His mailbox worked but they wanted him to be visible in the address book as soon as possible.
It was getting late in the afternoon when I called my Exchange guy, he was the one away for training but I figured the training was done for the day.
“Yeah sure, I can have a look at it” he replied on the phone. ”It is rebuilt a few times a day but if they want it now I can fix. Let me just get connected to the network”.
He called me back 10 minutes later, “I at my Hotel in front of my computer but I can’t connect to the mail server with Remote Desktop “ he said.
“Oh, yeah there seems to be some odd problem with Remote desktop and DNS registration after the password change, I have fixed the problems on the DCs but the mail server probably needs to be restarted to get Remote Desktop working” I said.
We then discussed how to best proceed but as the major portion of the European staff would now be going home, a reboot of the mail server seemed OK, their Outlooks was forced in to “Cached Exchange mode” so most of them would not even notice the 5 minute of down time.
I then went in to the server room and logged in to the server using a real keyboard and screen and restarted it using the reboot alternative in the shutdown options.
I had just started to dig a hole for us.
My mail guy then called my back in 15 minutes, “did you really restart it I still can’t get in”
“Yeah sure, hang on while go to the server room and have a look” I said.
The screen on the server room was now still showing the “Shutting down applications” and we decided to give it a few more minutes. After a few minutes it was still sitting still with the same dialog.
I checked my outlook and to my surprise it was still operating and handling E-mails.
I told my mail guy and he said ”Well, not on my outlook, it seems to be working in the mailbox but not in calendar view so we seems to be stuck in a semi working mode, It has hanged at that same place a few times before and I had to kill it using the power button”. We then discussed killing it with the power button rather than having it hanging in a semi-working mode. The server has RAID disks that have battery backuped controllers that store unwritten data between reboots. The NTFS is also a journaling file system so we should be good.
I then pressed and hold the power button for several seconds until it went down.

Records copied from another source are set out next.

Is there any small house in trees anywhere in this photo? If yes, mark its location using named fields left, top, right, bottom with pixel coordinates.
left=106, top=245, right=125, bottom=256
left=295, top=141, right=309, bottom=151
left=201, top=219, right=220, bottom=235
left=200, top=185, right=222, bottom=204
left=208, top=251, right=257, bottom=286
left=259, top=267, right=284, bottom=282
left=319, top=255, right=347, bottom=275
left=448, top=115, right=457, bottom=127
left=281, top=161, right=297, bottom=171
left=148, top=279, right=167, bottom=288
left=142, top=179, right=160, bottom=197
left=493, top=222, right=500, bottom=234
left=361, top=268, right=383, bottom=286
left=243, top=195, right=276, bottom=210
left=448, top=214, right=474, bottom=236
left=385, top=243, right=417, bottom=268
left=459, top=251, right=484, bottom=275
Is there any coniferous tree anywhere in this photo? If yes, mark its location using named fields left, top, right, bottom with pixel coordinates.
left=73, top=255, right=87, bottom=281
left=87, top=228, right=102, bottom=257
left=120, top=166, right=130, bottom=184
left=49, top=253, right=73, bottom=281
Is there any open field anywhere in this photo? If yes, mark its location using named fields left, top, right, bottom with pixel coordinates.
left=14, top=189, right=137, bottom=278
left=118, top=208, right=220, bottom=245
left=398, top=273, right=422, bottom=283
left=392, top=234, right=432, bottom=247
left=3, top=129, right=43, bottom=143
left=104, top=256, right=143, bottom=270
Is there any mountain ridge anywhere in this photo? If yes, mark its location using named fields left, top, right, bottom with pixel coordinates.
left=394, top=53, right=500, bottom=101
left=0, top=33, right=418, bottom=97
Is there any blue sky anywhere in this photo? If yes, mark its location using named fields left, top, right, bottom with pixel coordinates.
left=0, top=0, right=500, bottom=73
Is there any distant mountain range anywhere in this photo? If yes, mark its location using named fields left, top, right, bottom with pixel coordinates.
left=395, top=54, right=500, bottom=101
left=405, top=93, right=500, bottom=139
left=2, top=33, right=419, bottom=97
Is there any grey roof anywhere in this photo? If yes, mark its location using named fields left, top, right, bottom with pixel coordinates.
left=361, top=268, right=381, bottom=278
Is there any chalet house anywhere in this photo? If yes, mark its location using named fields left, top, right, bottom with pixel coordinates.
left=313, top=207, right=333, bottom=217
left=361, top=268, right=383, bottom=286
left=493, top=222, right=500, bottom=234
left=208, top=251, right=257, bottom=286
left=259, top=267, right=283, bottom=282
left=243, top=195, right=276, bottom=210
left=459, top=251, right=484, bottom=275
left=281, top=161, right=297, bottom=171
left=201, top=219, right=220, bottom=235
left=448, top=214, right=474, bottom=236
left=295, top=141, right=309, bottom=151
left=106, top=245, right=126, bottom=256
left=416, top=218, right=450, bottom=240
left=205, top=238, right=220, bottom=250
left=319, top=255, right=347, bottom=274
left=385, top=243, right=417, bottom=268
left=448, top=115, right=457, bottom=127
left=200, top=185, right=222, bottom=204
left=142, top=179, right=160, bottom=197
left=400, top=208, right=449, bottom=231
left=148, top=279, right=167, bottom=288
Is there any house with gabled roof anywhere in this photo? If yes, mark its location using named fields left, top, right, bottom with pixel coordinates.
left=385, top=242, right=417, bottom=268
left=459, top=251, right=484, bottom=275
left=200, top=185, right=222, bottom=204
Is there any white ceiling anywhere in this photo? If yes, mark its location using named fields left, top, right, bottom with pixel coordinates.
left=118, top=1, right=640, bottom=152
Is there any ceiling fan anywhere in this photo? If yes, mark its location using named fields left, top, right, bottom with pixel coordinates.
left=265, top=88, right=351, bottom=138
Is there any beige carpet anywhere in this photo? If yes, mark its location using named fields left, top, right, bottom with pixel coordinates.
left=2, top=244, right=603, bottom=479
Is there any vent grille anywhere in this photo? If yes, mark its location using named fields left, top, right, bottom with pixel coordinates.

I then restarted it again.
The server started it boot sequence and when it passed the RADI controllers in the BIOS the P400 RAID card that handled the small system disk reported it had unwritten data it would soon commit.
The P800 Controller handling the external disk that holds all mailboxes did not show anything.
At the boot sequence Windows came up but instead of briefly pass a few status screens and present the log in prompt the “Applying computer settings” screen stayed
And stayed.
I called the mail guy and he tested his outlook, contact with mailbox but uncertain if the calendar worked.
We decided to wait it out.
After 15 minutes is still had this screen up, we then discussed what the cause could be, this is the place where Group polices and local policies are applied so went over the scenario that there were some problem with that but soon ruled out bad GPOs.
We then decided to try a second reboot, I once more had to kill it with the power button and I started to fill really uneasy, you definitely do not want to kill a SQL or exchange server that way but we had no alternative at that time.
After the second or third reboot and after playing out all sorts of trouble shooting scenarios between us we were empty of ideas and starting thinking of maybe it was time to throw in the towel and to do a controlled fail-over of the entire mail system to the fail-over server.
That’s why we built it anyway.
So we decided OK, let’s do that!
My mail guy came back on the phone after logging in to the fail-over system in the remote location and stuttered muttering for himself while he had some other problems with that server and then said slowly “it seems we have had no sync since Monday, if we fail-over we will lose all work performed in Outlook and all Emails sent or received for the last 3 days for all 450 people, do we really want to do that?” There was some silence while we started to understand that this was no ordinary problem that we could do a quick fix to get out of.
We had never really been worried until now.
Now it started to dawn upon us that our “magic card” – the fail-over system would be costly to use.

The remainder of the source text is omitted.